How far apart are the foci of an ellipse with a major axis of 34 feet and a minor axis of 16 feet?
The distance between the foci of an ellipse can be found using the formula:
c = √(a^2 - b^2)
Where a is the length of the semi-major axis and b is the length of the semi-minor axis. The distance between the foci is equal to two times c.
In this case, the length of the major axis is 34 feet, so the length of the semi-major axis is 17 feet.
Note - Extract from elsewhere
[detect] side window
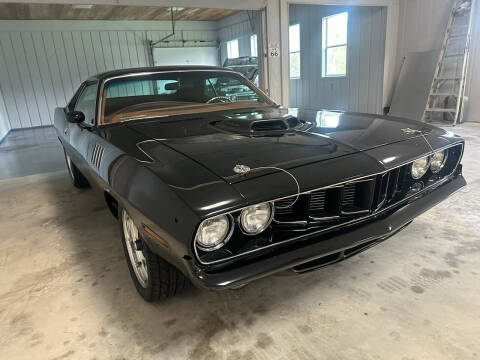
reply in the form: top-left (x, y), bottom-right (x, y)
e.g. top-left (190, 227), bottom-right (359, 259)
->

The length of the minor axis is 16 feet, so the length of the semi-minor axis is 8 feet.
Using the formula above, we can find the distance between the foci:
c = √(17^2 - 8^2) = √225 = 15
Therefore, the distance between the foci is twice c:
2c = 2(15) = 30 feet.
So, the foci are 30 feet apart.
To find the distance between the foci of an ellipse, we can use the equation:
c^2 = a^2 - b^2
Where:
- c is the distance between each focus and the center of the ellipse.
- a is the semi-major axis (half of the major axis).
- b is the semi-minor axis (half of the minor axis).
In this case, the major axis is 34 feet, so the semi-major axis (a) is 34 / 2 = 17 feet.
The minor axis is 16 feet, so the semi-minor axis (b) is 16 / 2 = 8 feet.
Now, we can calculate the distance between the foci (c):
c^2 = 17^2 - 8^2
c^2 = 289 - 64
c^2 = 225
To find c, we take the square root of both sides of the equation:
c = √225
c = 15 feet
Thus, the distance between the foci of the ellipse is 15 feet.